Ah, iya. Tentu saja.
Aku mematikan laptop lalu meletakkannya di atas meja di samping tempat tidurnya. Ketika aku hendak berdiri, dia melingkar kedua lengannya di pinggangku.
“Stay.”
Apa aku mau tinggal dan bermalam di sini? Ya. Apalagi kalau memikirkan dia sendirian di rumah dengan si creepy yang masih berkeliaran bisa setiap saat masuk ke sini dan menemukan Terre tidur tanpa pakaian. Apa aku mau tidur di sini dengan dia tanpa pakaian?
“Pakai bajumu dulu,” kataku pada akhirnya. Aku pikir dia akan menenggapinya dengan sebal dan tak acuh seperti sebelumnya, tapi yang aku dengar adalah tawa yang menggoyangkan tempat tidurnya sekalian. “You minx,” geramku, melepaskan tangannya dari pinggangku lalu menahan keduanya di kanan-kiri kepalanya.
Harusnya aku sudah tahu. Bukan satu-dua kali dia mencoba menggodaku tanpa benar-benar mencoba. Harusnya aku menyadari kalau ini adalah bagian dari permainannya.

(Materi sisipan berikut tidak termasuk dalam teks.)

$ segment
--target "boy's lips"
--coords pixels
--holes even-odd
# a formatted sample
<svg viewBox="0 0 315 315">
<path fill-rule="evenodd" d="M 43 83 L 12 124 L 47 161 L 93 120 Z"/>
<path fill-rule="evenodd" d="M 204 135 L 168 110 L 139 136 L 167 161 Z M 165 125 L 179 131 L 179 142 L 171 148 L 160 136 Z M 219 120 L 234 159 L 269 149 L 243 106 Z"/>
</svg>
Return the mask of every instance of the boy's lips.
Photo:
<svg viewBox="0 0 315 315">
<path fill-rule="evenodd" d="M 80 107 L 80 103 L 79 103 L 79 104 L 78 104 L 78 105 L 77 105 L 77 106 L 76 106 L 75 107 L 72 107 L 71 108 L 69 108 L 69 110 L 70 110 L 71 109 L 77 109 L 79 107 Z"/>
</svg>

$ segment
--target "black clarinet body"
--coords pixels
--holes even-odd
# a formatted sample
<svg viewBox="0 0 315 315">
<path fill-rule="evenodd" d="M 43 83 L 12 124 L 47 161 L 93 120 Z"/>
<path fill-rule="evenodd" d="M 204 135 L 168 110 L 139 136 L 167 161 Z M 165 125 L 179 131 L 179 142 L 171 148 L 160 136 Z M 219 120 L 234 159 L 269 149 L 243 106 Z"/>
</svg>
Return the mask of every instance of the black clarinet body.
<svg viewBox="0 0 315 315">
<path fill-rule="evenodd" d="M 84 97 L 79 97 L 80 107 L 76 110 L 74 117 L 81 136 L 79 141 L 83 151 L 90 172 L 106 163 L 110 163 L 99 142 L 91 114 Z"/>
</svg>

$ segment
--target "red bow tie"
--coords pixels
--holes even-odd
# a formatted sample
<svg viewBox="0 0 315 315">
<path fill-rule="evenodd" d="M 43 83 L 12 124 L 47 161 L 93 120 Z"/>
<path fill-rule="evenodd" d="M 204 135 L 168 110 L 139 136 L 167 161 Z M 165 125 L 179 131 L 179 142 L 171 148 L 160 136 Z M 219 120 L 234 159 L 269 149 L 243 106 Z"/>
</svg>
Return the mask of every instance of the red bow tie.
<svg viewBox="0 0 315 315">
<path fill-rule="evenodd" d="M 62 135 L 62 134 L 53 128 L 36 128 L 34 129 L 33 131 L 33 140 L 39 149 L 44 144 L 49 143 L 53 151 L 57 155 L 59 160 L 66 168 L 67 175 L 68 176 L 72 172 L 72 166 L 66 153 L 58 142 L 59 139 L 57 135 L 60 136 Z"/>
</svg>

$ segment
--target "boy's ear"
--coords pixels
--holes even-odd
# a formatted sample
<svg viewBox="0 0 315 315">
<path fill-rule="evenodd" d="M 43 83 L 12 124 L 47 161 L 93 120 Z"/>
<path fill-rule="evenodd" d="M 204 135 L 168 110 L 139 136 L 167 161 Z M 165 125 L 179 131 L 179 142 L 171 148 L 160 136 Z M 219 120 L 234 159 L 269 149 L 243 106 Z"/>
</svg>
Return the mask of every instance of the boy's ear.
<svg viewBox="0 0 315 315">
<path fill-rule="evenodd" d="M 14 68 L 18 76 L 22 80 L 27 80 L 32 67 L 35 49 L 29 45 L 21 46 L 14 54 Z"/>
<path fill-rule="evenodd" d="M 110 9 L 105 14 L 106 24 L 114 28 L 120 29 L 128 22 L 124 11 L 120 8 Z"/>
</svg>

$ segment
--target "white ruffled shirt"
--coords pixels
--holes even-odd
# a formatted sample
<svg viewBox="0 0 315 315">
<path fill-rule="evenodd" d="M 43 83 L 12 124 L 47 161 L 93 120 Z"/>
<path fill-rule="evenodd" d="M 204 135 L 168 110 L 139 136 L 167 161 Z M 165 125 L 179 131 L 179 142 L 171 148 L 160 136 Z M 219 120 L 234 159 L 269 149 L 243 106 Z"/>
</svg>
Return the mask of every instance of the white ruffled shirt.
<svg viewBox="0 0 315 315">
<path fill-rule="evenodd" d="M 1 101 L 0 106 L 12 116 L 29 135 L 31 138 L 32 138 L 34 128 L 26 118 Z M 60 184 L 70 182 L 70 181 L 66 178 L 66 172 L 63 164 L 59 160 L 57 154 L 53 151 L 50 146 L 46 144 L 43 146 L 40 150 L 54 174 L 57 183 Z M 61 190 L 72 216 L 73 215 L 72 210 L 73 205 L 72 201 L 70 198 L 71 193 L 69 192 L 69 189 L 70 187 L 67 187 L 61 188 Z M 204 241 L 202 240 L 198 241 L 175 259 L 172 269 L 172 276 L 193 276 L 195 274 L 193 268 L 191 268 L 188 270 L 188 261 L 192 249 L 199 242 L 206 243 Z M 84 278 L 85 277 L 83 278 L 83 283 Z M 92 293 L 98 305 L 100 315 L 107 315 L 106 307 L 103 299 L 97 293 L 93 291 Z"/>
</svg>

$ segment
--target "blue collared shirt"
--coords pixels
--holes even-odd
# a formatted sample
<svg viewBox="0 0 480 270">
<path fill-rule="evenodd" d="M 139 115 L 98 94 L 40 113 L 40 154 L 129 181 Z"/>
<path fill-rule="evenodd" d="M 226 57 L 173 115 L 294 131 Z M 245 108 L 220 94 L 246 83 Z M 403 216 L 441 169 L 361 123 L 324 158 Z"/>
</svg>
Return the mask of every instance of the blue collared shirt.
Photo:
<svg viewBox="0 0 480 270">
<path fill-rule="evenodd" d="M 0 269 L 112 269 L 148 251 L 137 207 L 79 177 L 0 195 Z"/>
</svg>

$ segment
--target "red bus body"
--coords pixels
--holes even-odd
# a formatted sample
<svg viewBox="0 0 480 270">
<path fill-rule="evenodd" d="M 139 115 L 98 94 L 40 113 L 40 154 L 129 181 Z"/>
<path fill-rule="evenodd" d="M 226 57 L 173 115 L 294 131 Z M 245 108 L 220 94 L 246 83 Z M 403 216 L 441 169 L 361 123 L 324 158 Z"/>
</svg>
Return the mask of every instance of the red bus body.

Dia masih tertawa walau aku sudah berada di atasnya dan mengurung serta mengunci kakinya agar dia tidak bisa bergerak. Aku melepaskan satu tangannya untuk berkumpul dengan tangannya yang lain—yang kini aku tahan di atas kepalanya agar aku bisa melepaskan kacamataku.
“Jangan bermain sama api,” bisikku di atas mulutnya.
“Ngapain juga aku mau main sama api, aku kan udah hot,” ujarnya dengan percaya diri dan penuh kesombongan.
“Mulut pintar semacam ini, nih, yang perlu dijahit,” kataku gregetan sendiri.
“Sama mulutmu, yah. Karena dijahit sama dinding itu nggak enak dan aku nggak yakin ada mesin jahit yang bi—”
“Wish granted,” potongku sebelum menangkap mulutnya.